Shaknahyi se encogió de hombros.

—Si les das en la cabeza con ella dos o tres veces los dejas tarados para el resto de su vida. Aunque la cabeza es un blanco pequeño. Dispárales al pecho y les dará un ataque al corazón. En cualquier otro sitio no podrán controlar sus músculos. Estarán indefensos durante media hora. Eso es lo que necesitas.

Asentí y me metí la pistola estática en el bolsillo de la cazadora.

—No crees que yo vaya a... —Mi teléfono empezó a sonar y me lo descolgué del cinturón. Me figuré que era otro de mis múltiples problemas—. ¿Diga?

—¿Marîd? Soy Indihar.

Creí que no volvería a recibir buenas noticias en mi vida. Cerré los ojos.

—Sí, ¿cómo estás? ¿Qué ocurre?

—¿Sabes qué hora es? Ahora eres el propietario de un club, magrebí. Tienes una responsabilidad con las chicas del turno de día. ¿Quieres hacer el favor de pasarte por aquí y abrir?

No me acordaba del maldito club. Era algo de lo que no deseaba preocuparme, pero Indihar estaba dispuesta a recordarme mis responsabilidades.

—Iré lo antes que pueda. ¿Ha venido todo el mundo hoy?

—Yo estoy aquí, Pualani está aquí, Janelle se ha largado, no sé donde está Kandy y Yasmin busca trabajo.

Ahora también Yasmin, jo.

—En seguida nos vemos.

—Inshallah, Marîd.

—Sí —respondí, volviendo a colgarme el teléfono del cinturón.

—¿Dónde quieres ir ahora? No tenemos tiempo para recados personales.

Intenté explicarle.

—Friedlander Bey pensó que me hacía un gran favor y me compró un club en el Budayén. No tengo ni la más puñetera idea de cómo dirigir un club. Lo había olvidado hasta ahora. Tengo que pasarme por allí y abrir el local.

Shaknahyi se rió.

—Cuídate de los obsequios de un rey mafioso de doscientos años —dijo—. ¿Dónde está el club?

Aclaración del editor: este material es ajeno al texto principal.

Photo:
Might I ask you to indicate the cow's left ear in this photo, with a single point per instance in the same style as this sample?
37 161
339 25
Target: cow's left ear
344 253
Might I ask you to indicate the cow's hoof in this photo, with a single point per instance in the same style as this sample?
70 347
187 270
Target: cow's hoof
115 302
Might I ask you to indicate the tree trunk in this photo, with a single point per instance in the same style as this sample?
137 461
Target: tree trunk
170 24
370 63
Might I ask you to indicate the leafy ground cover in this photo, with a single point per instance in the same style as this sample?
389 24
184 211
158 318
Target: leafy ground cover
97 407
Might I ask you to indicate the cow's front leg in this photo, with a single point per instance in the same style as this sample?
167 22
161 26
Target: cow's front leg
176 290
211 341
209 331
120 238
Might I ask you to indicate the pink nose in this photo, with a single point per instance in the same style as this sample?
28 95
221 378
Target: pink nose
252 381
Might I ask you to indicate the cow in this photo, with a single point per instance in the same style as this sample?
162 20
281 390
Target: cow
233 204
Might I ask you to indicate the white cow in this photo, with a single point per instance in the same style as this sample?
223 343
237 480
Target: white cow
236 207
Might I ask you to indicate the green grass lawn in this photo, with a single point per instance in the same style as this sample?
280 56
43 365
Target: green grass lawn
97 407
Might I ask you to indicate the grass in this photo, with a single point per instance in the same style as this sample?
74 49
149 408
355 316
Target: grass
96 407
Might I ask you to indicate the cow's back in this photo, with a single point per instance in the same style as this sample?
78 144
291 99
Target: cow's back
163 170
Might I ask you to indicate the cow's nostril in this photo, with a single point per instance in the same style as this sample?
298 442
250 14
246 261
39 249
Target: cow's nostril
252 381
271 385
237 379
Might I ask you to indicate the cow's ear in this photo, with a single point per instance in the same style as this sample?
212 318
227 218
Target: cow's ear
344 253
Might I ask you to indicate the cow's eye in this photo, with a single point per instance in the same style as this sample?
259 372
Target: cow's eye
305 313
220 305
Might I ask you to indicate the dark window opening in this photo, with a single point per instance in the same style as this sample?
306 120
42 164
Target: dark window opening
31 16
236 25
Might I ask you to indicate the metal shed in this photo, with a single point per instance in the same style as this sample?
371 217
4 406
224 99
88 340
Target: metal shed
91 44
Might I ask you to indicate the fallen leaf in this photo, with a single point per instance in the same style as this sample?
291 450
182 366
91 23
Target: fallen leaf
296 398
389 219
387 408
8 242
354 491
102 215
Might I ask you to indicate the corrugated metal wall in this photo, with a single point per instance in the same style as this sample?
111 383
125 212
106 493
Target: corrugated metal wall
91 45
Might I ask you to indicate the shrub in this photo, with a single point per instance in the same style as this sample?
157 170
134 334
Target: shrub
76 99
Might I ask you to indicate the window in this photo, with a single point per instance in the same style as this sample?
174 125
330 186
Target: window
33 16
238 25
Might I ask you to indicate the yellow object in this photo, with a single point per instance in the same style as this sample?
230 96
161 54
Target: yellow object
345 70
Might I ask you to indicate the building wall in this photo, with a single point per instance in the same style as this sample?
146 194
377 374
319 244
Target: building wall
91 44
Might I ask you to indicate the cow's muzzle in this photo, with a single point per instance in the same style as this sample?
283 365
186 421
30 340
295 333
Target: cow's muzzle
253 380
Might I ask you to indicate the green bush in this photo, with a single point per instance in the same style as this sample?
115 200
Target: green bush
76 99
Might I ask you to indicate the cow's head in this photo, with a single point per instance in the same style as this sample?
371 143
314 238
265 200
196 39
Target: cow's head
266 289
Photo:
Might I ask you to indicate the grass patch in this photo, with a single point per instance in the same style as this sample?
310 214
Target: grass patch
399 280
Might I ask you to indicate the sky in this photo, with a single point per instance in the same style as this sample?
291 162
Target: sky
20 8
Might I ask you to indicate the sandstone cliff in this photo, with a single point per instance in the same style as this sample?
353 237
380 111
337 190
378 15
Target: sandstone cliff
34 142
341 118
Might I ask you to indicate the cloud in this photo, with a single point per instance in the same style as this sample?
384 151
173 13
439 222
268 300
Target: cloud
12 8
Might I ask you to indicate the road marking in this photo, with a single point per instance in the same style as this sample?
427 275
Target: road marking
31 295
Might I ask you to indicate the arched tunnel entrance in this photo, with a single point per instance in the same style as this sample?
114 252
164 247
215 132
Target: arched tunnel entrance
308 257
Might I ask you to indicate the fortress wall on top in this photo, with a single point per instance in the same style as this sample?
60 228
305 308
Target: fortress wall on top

—En la Calle. El local de Chiriga. ¿Sabes cuál digo?

Se volvió y me estudió durante un momento sin hablar. Luego me dijo:

—Sí, sé cuál dices.

Viró violentamente el coche patrulla y nos dirigimos hacia el Budayén.

Debéis de pensar que melaría atravesar la puerta este en un coche oficial y conducir Calle arriba estando prohibido cualquier tráfico rodado. Pero mi reacción fue la contraria. Me arrebujé contra el asiento, esperando no encontrarme a nadie conocido. Toda mi vida había odiado a los polizontes y ahora yo era uno de ellos. Mis antiguos amigos ya me dispensaban el mismo trato que yo solía dar a Hajjar y los demás policías del Budayén. Me alegré de que Shaknahyi tuviera el buen sentido de no activar la sirena.

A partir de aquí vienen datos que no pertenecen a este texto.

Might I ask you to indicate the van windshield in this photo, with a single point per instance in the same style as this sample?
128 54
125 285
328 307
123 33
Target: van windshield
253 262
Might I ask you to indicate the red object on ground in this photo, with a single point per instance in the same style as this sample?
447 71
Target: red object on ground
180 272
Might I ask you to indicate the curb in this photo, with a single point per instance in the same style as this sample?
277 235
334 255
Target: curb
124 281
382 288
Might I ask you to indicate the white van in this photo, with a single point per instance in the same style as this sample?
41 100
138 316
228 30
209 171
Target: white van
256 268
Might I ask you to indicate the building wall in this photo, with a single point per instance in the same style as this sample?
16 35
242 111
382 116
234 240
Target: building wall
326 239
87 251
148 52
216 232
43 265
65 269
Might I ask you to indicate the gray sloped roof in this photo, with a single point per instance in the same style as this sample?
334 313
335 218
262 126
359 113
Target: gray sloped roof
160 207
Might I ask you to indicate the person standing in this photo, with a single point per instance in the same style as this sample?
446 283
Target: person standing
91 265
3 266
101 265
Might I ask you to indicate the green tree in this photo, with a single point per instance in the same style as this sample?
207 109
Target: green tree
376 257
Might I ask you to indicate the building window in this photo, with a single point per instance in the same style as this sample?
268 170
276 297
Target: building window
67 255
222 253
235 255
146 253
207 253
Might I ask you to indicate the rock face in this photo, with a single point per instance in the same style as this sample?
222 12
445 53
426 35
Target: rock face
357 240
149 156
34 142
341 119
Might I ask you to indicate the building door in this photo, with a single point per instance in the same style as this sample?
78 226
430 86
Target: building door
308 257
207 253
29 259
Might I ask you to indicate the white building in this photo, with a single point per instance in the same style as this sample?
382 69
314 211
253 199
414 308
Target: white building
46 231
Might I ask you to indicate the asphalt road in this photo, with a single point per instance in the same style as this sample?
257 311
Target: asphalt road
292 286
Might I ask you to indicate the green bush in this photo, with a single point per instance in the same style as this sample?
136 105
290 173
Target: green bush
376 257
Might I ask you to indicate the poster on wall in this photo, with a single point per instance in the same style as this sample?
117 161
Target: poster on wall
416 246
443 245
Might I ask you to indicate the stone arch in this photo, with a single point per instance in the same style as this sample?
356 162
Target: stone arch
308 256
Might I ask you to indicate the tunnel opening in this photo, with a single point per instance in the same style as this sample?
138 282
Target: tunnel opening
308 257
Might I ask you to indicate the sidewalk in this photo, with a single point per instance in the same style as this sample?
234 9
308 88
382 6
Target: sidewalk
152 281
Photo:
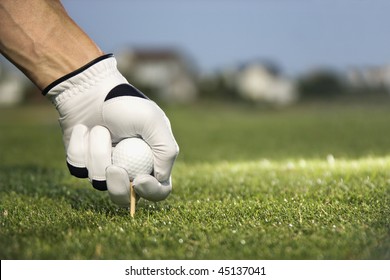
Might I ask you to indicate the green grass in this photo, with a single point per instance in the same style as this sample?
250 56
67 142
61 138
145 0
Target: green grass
300 183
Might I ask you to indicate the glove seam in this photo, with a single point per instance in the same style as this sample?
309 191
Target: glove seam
75 72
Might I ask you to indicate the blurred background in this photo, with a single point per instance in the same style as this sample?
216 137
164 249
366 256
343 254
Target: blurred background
273 53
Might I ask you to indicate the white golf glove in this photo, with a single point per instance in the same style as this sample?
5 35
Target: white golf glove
98 108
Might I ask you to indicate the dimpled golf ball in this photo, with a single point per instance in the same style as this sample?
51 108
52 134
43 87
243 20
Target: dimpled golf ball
134 155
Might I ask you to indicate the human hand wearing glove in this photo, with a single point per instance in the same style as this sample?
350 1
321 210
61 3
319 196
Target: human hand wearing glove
97 106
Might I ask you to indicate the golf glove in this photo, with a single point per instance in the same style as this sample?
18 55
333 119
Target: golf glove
97 109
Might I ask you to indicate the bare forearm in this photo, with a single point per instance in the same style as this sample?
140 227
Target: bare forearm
42 40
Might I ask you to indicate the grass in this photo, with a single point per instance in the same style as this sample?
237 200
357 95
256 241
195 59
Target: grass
300 183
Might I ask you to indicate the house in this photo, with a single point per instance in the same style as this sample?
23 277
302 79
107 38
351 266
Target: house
261 82
168 72
369 77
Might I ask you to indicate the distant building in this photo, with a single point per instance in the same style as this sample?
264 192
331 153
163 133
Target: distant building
166 71
261 82
369 77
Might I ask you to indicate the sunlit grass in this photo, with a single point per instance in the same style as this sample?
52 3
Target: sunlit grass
248 185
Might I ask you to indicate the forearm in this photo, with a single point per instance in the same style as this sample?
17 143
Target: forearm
41 39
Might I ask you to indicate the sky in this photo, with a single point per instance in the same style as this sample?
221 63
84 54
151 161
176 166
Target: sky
297 35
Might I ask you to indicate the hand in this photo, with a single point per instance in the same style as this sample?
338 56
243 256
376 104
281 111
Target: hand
98 108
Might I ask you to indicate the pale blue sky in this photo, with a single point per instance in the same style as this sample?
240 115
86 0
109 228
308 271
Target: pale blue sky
296 34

Shaknahyi detuvo el coche justo enfrente del club de Chiriga y vi a Indihar de pie en la acera con Pualani y Yasmin. Me disgustó que Yasmin se hubiera cortado su largo y hermoso cabello negro, que yo adoraba. Puede que desde que rompimos tuviera ganas de cambiar un poco. Respiré hondo, abrí la portezuela y salí.

—¿Cómo estáis? —dije.

Indihar me dirigió una furiosa mirada.

—Ya hemos perdido una hora de propinas —me respondió.

—¿Vas a dirigir este club o no, Marîd? —dijo Pualani—. Puedo trabajar con Jo—Mama si quiero.

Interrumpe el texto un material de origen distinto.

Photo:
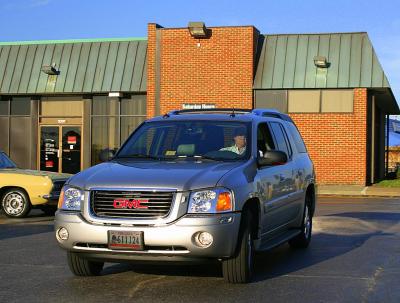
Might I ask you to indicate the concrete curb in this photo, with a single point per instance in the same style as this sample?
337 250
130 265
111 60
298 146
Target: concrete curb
355 190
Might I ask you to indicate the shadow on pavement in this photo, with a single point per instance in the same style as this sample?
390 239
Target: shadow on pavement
281 260
370 216
211 269
8 231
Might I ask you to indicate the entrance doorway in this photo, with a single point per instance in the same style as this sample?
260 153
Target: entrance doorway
60 149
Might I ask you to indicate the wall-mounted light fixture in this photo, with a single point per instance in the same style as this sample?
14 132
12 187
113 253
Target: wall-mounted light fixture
50 69
197 29
115 94
321 61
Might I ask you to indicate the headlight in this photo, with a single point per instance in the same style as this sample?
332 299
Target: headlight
210 201
70 198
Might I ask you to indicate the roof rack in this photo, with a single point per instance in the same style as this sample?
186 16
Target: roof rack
232 111
263 112
271 113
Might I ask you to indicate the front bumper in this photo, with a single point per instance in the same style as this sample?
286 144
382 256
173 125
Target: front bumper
174 241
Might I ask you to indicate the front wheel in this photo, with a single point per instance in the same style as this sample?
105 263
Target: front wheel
83 267
303 239
15 203
239 269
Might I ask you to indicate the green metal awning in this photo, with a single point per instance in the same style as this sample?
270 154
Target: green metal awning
287 61
85 66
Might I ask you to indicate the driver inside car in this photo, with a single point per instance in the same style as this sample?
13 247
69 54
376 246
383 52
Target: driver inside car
239 138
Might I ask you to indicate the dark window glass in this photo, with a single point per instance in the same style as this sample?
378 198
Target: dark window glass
128 125
6 162
281 142
298 140
218 140
136 105
4 108
102 105
105 135
20 141
49 148
71 149
21 106
264 139
272 99
4 134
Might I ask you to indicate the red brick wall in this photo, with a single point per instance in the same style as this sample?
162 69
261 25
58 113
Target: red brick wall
219 72
337 142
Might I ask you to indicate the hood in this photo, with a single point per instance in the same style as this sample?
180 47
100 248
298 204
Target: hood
51 175
181 175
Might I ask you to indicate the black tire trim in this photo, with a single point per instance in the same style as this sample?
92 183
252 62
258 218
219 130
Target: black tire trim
24 195
235 269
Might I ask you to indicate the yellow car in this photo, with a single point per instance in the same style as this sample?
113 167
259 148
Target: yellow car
23 189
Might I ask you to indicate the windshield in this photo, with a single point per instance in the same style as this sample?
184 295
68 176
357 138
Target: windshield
6 162
215 140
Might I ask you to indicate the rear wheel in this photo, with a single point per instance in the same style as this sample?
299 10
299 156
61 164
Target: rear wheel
83 267
15 203
303 239
239 269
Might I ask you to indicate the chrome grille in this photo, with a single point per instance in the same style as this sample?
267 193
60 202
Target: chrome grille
123 204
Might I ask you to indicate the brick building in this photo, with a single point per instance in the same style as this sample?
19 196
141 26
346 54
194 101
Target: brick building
332 85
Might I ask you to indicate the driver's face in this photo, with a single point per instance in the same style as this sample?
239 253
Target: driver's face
240 141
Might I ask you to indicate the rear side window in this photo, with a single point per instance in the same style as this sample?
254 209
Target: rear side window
282 143
298 140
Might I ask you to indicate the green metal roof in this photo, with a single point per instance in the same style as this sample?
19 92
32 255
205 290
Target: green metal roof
287 61
86 66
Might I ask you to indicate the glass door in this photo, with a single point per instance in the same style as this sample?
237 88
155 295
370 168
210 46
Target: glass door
60 149
49 148
71 149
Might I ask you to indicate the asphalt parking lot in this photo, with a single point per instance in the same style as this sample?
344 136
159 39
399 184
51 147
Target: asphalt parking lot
354 257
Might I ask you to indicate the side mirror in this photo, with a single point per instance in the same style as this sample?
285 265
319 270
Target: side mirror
106 155
271 158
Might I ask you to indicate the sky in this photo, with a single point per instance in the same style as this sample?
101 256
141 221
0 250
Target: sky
75 19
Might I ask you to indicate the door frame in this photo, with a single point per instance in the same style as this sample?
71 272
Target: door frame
60 126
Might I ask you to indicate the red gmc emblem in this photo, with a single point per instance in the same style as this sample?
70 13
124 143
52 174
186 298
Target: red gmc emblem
126 203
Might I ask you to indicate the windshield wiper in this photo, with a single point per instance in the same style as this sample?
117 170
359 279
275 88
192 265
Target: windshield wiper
198 157
141 156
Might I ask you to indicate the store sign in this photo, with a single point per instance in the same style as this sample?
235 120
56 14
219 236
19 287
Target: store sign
197 106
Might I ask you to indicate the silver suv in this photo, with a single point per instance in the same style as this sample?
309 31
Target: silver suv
192 185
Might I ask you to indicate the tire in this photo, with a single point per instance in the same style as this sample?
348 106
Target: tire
303 239
83 267
239 269
49 210
15 203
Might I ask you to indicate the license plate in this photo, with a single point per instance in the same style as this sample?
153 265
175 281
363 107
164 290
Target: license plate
125 240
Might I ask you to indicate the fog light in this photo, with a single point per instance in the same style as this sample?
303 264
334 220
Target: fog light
204 239
62 233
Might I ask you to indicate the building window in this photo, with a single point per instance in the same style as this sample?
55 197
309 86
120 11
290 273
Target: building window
271 99
21 106
304 101
113 120
4 108
337 101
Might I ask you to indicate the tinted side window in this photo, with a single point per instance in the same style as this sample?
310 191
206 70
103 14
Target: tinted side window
298 140
280 138
264 139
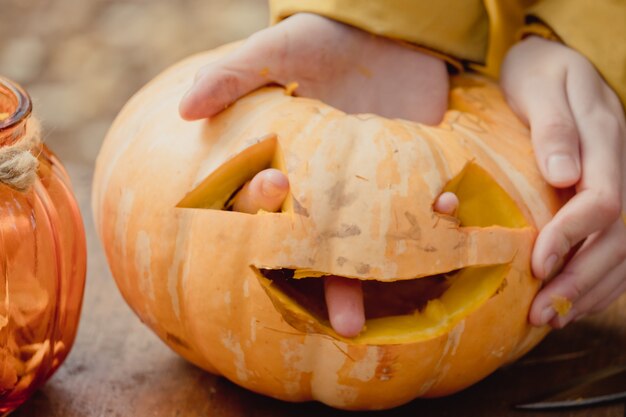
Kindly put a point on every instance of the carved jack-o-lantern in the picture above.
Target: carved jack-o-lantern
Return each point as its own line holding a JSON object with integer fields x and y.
{"x": 446, "y": 298}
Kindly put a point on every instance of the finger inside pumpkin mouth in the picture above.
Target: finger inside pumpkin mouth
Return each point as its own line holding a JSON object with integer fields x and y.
{"x": 400, "y": 311}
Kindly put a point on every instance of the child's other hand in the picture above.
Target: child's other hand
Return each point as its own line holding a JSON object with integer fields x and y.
{"x": 343, "y": 66}
{"x": 578, "y": 129}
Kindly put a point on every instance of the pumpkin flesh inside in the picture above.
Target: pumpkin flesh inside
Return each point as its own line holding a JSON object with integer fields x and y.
{"x": 404, "y": 311}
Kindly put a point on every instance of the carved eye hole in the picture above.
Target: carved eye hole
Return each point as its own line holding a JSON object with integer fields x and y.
{"x": 218, "y": 189}
{"x": 482, "y": 201}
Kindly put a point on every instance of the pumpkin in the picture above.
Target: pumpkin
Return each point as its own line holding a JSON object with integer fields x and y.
{"x": 240, "y": 295}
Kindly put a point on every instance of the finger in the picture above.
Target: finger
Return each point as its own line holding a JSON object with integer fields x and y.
{"x": 266, "y": 191}
{"x": 586, "y": 279}
{"x": 221, "y": 83}
{"x": 553, "y": 130}
{"x": 537, "y": 94}
{"x": 344, "y": 300}
{"x": 597, "y": 203}
{"x": 446, "y": 203}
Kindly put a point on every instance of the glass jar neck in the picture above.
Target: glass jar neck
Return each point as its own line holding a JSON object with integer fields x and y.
{"x": 15, "y": 109}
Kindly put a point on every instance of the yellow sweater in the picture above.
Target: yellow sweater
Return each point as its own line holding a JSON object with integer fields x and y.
{"x": 478, "y": 33}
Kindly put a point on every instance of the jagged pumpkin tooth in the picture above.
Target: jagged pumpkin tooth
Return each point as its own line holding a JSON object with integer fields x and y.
{"x": 446, "y": 297}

—Frenchy me volvería a contratar en un minuto de Marrakech —dijo Yasmin.

Su expresión era fría y distante. Dar vueltas en un coche de policía no había mejorado mi situación con ella, ni mucho menos.

—No os preocupéis —dije—. Es que esta mañana tenía un montón de cosas en la cabeza. Indihar, ¿puedo contratarte para que dirijas el club por mí? Tú sabes cómo funciona el club mejor que yo.

Me miró durante unos segundos.

—Sólo si me garantizas un horario regular. No quiero tener que estar aquí a primera hora después de haberme quedado hasta tarde durante el turno de noche. Chiri siempre nos obligaba a hacerlo.